In the prison, Burke escapes his cell and the Sandman opens all the other cells to create a riot. Priest and Hawkins help him evade the guards; Hawkins is injured but saved by Priest, but Priest is then killed by the Sandman. The scene culminates in a showdown between Sandman and Burke with the inmates looking on. At first, the Sandman gets the better of the fight, but when he opens the door to the boiler room to throw Burke into it, Burke turns the tables by kicking the Sandman into the flames. However, the Sandman emerges from the boiler, grossly burned. Burke kicks him again, this time sending him careering backward into a pillar, where his head is impaled on a valve stem. Despite this mortal injury, stuck to the valve, the Sandman continues to taunt Burke: "You can't kill me, Burke. I'm the Sandman."

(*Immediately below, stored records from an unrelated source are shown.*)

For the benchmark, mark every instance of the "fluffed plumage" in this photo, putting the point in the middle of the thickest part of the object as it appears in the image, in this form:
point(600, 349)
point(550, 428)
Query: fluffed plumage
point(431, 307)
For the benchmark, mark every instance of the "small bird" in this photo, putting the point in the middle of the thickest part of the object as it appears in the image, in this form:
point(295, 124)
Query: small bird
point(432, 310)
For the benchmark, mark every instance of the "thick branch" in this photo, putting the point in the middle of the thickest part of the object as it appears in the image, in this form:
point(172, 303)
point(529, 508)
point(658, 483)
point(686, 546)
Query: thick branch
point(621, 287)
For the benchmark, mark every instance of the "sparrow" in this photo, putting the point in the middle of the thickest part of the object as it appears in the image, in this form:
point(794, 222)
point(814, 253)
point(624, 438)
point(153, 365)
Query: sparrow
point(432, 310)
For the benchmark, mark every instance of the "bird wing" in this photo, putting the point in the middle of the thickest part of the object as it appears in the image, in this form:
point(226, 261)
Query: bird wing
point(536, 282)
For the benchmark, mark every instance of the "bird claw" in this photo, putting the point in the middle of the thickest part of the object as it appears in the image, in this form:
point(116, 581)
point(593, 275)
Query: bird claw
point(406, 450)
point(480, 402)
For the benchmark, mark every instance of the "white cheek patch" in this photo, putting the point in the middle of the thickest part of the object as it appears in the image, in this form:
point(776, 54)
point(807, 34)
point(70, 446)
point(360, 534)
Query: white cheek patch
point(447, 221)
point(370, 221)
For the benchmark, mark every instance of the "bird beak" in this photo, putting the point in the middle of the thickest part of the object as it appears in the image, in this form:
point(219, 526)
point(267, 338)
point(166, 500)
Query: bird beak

Burke responds by twisting the Sandman's head around; the valve stem inflicts damage on the Sandman's brain, finally killing him. The inmates quietly allow Burke to leave the prison, where he is reunited with Hawkins and Beckett.

== Cast ==

- Jean-Claude Van Damme as Detective Louis Burke
- Robert Guillaume as Hawkins
- Cynthia Gibb as Amanda Beckett
- George Dickerson as Tom Vogler
- Art LaFleur as Sergeant De Graff
- Patrick Kilpatrick as Christian "The Sandman" Naylor
- Abdul Salaam El-Razzac as Priest
- Armin Shimerman as Dr. Gottesman
- Joshua John Miller as Douglas Tisdale
- Larry Hankin as Mayerson
- Hank Stone as Romaker
- Conrad Dunn as Konefke
- Joe Dassa as Cop With Inmate

==Production==
===Development and writing===
The film was originally known as Dusted. It was the second script ever written by David S. Goyer and the first one he sold.

===Filming===
Filming started August 1989.

==Reception==
===Box office===
The film debuted strongly at the box office, opening with a $5 million weekend to place No. 3. It would gross over $16 million at the domestic box office.

===Critical response===
On Metacritic the film has a weighted average score of 34 out of 100, based on 9 critics, indicating "generally unfavorable" reviews.